I’ll become Nigerian president

I am going to become President of Nigeria; it is not a matter of if I win, but a case of when I win. I shall floor Jonathan, beat Atiku, defeat Buhari, and dismantle Kwankwaso, Nda-Isaiah in just one abracadabra. In one sweep I will. No matter the slide…I will win. I will resume at the Villa. Trust me plenty people will go to Jail…not for few months but for life. I will let Nigerians know that whether you are a government thief or armed robber, you are a thief and you will be made a sacrifice for all to see…no plea bargain.
In fact, the fear of jail will make you do…the Chinese pill (kill yourself as result of shame). In fact, talking of shame, I shall restore shame back to public and national life. That will bring back a sense of accountability and integrity (We wish). Just so you know now that I am canvassing your votes. There will be no courtesy visits during my tenure. I‘ll be too busy working and sustaining the developments that will come with my administration.
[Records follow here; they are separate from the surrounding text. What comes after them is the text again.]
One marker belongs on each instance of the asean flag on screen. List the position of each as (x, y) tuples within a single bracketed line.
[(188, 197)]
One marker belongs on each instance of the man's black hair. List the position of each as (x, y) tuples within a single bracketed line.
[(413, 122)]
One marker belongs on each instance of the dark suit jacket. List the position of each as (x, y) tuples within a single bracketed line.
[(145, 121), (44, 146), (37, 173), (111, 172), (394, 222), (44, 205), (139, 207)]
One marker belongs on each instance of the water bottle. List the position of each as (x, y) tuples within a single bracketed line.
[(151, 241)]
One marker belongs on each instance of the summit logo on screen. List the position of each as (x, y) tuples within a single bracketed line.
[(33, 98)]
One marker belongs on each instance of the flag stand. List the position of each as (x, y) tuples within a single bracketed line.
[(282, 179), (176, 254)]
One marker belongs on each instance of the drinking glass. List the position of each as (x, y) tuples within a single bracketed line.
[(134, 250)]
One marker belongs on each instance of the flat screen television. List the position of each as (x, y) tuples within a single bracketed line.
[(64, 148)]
Nigerians will not only experience 24/7 electricity but will also enjoy the honour of formal announcements before power outages via radio and sms. The entire current DISCO, prepaid and post owed rascality will stop. I will reduce the current fuel pump price from N97 to N15. And trust me, more NNPC Mega stations will come on board almost at one per local government. We will tell our kids the story called “fuel subsidy”.
It will become a criminal offence for government officials to go abroad for treatment of boils they acquired from looting government treasuries. Public schools will once more become so attractive that no one will feel the need to attend Bells, ABTI, Covenant and co universities. The word strike will only be operational when dealing with external aggressors. My government will bend MEND by providing quality healthcare, water, access roads and waterways, clear oil spills and ensure a high level of compliance by oil prospecting companies.

In fact, I will ensure that oil is discovered in the North so that everyone can rest. I will banish quota, federal character and ban the use of public funds for pilgrimage to all lands whether holy or unholy. I will de-abujalize Abuja. States will be strengthened according to the capacity and pace of its people, no more cheating, it will be ‘make your money, chop your money’. No more subventions or allocations.
Governors will in partnership with the National Assembly try so hard to impeach me because I will cancel security votes and then make the position of a legislator a part time job.  My administration will cease to bake cake, we will focus on chin-chin and no more wines, on the contrary we will all take zobo and kunu.
Under my administration Nigerians will spend coins again. My administration will learn, borrow and use technology from other lands, not all the current anomaly of Chinese bakery, Lebanese eatery and Indian shops. I will make sure that the resource curse also known as the paradox of plenty will be cured. There will be no oil wells for sale anymore. I will win and change will occur because I will pull in the everyday people, who all of a sudden will have nothing to lose and everything to care for.

Let me end with this tale: A man was hanging out and drinking heavily alone in a bar miles from his house at about 11pm. He decided to leave for his house but no taxi on that route at that time of the night, so he decided to hitch a ride home if possible. It started raining heavily and suddenly a range rover jeep appeared by his side. He quickly jumped into the passengers’ side and closed the door then the car started moving. Jjust when he was about to say thank you to the driver, he discovered there was no one in the car, but it was moving. He started to freak but was too scared to jump out of a moving vehicle. When the car got to a bend, a hand came in through the driver’s window and turned the steering wheel.
This happened twice and on the third time he totally freaked out, the drinks cleared from his eyes and he jumped out of the car screaming and landed in a ditch full of rainwater. He got up and ran for his dear life and entered the nearest bar he found. After downing 4 bottles of Guinness Stout and narrating his ghost story to anyone who cared to listen, three guys just walked into the same bar all drenched in rainwater. One of them pointed at him and said, “John, isn’t that the mad man who entered the car while we were pushing it?”

Will I succeed, hmmmmmm, I can almost hear that whisper in your heart say impossible, maybe I am equally drunk, because I shall be fighting forces both within and outside. It won’t be easy because I‘ll be touching the very core foundation of a system ridden with rot, but will I become President? Only time will tell.